O discente indígena, Márcio Kaingang Katahn Manoel Antônio – natural de Cacique Doble -, do curso de Direito da Universidade Federal do Pampa (Unipampa), defendeu na quinta-feira, 26, seu Trabalho de Conclusão de Curso (TCC). Márcio Kaingang é o primeiro índígena a se formar no curso de Direito do Campus Santana do Livramento. No trabalho, intitulado “Práticas Penais na Comunidade Indígena Kaingang de Cacique Doble/RS”, ele analisa as práticas punitivas atualmente adotadas pelo povo a que pertence.

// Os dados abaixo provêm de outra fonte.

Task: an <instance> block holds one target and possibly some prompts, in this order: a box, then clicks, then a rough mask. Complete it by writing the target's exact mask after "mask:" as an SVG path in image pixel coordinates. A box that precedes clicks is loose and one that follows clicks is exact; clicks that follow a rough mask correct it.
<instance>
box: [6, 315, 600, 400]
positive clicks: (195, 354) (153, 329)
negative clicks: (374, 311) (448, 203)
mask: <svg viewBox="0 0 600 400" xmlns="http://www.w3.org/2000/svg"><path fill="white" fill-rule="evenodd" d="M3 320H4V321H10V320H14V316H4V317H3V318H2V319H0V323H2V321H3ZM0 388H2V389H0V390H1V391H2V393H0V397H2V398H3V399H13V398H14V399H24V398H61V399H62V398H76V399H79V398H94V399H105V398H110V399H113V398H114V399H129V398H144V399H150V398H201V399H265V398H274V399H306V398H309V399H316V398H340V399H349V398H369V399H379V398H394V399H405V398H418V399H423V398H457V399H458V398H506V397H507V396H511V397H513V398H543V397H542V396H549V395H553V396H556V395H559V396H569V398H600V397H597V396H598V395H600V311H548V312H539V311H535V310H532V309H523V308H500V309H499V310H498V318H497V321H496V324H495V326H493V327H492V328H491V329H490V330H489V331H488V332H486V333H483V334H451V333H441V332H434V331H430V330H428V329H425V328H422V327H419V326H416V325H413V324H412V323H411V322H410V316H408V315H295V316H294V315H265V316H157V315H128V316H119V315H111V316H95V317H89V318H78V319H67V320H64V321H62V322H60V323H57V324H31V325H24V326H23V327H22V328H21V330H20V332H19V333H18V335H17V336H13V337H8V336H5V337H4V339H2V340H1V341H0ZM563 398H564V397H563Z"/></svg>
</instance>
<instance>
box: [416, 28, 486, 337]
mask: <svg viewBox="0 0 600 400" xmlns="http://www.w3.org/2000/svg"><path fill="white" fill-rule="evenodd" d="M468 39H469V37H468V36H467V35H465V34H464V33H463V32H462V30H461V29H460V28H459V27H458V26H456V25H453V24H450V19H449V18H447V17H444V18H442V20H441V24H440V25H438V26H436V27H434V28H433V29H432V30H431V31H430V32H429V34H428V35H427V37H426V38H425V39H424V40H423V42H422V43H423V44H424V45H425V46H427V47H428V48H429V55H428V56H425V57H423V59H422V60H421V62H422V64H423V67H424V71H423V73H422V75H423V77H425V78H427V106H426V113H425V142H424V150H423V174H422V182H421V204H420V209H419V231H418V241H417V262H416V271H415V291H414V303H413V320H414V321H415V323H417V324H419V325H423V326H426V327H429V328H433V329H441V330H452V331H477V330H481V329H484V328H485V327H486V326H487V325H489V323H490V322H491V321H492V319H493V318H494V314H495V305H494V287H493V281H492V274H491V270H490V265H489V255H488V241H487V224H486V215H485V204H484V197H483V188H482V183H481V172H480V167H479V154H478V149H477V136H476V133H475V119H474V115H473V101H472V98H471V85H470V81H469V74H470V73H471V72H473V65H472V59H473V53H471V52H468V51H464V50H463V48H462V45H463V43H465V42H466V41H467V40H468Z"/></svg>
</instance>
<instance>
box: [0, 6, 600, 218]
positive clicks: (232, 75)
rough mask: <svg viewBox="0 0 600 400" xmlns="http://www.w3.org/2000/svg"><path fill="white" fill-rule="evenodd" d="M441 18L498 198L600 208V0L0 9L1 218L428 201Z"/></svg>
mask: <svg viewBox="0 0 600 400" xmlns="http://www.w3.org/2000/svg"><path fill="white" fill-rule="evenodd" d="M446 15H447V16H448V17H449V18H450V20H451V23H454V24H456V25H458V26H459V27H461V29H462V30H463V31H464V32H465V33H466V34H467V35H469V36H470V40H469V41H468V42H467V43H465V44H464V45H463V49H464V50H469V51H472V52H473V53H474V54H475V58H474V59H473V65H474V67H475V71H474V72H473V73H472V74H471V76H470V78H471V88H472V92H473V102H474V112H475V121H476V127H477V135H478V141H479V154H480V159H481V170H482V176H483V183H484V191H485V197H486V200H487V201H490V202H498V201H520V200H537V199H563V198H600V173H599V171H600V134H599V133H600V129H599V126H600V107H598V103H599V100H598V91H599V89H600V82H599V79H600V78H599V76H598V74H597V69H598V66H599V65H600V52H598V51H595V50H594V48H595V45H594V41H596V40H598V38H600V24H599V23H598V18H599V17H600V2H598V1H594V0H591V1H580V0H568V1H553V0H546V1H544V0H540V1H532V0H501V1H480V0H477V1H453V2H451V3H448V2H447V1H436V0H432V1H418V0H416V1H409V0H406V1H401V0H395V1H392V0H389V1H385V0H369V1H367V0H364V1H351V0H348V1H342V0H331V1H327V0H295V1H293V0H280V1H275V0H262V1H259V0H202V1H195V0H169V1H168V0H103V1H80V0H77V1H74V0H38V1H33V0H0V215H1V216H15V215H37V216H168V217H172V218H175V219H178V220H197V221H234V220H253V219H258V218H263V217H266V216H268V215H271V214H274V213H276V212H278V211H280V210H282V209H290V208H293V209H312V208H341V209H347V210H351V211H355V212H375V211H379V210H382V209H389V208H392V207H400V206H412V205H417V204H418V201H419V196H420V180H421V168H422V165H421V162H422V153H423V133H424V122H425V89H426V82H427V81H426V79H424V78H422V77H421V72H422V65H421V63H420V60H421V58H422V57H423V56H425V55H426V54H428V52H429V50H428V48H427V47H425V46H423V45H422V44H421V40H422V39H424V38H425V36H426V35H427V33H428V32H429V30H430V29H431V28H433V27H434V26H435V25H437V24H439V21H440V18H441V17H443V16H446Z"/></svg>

O trabalho foi orientado pelo professor Marcelo Mayora e vem sendo desenvolvido desde o começo da graduação do discente. Recebeu, em 2019, o prêmio de melhor trabalho das Ciências Sociais Aplicadas no 11° Salão Internacional de Ensino, Pesquisa e Extensão (Siepe).
Márcio Kaingang nasceu e cresceu na Terra Índigena Kaingang, no município de Cacique Doble, desde o final do ensino médio tinha desejo de cursar Direito. Também formado em magistério e Pedagogia, Márcio vê na nova graduação uma oportunidade de trabalhar em prol da sua comunidade. “Percebia a falta desse profissional na minha realidade local, sobretudo a pessoa que poderia defender os direitos indígenas na comunidade onde nasci”, relata. Segundo ele, outro aspecto que o motivou foi a defesa dos direitos das demais etnias indígenas do Brasil.
A graduação na Unipampa também proporcionou a Márcio Kaingang experimentar diferentes formas de interação social e interculturalidade. A partir desses choques culturais, o estudante começou a refletir sobre as práticas penais estatais em relação às indígenas que, de acordo com Márcio, são pautadas pela ressocialização e penas alternativas ao encarceramento. “A pesquisa me fez compreender melhor a interpretação das leis que dão um amparo jurídico às práticas punitivas, a organização social, política e autonomia, no que compete às lideranças indígenas”, destaca.
De acordo com o professor Marcelo Mayora, a pesquisa colabora para o entendimento comparativo do sistema penal estatal e os sistemas penais dos povos indígenas no Brasil, em particular do povo Kaingang. “O trabalho dele, realizado a partir de um diálogo intercultural e do acolhimento de saberes, foi muito importante para nosso curso e para a Universidade Federal do Pampa”. O docente também destacou a relevância para a comunidade do discente na manutenção das suas práticas tradicionais de resolução de conflitos.
Além disso, como aponta Márcio Kaingang, o trabalho contribui para indicar caminhos e alternativas para a justiça penal estatal. “Penso que a pesquisa feita pode contribuir aos não indígenas nos estudos sobre a punição, no campo do direito penal e da criminologia, bem como da antropologia jurídica”, acrescenta o discente.
Dados da Pró-Reitoria de Graduação da Unipampa, apontam que, nos 15 anos da instituição, formaram-se 31 discentes indígenas nos diferentes cursos da Universidade. A Unipampa também possui ações afirmativas e o Processo Seletivo Específico para Indígenas Aldeados e Moradores remanescentes de Comunidades de Quilombos, que estimulam o ingresso e permanência de pessoas destas comunidades no ensino superior.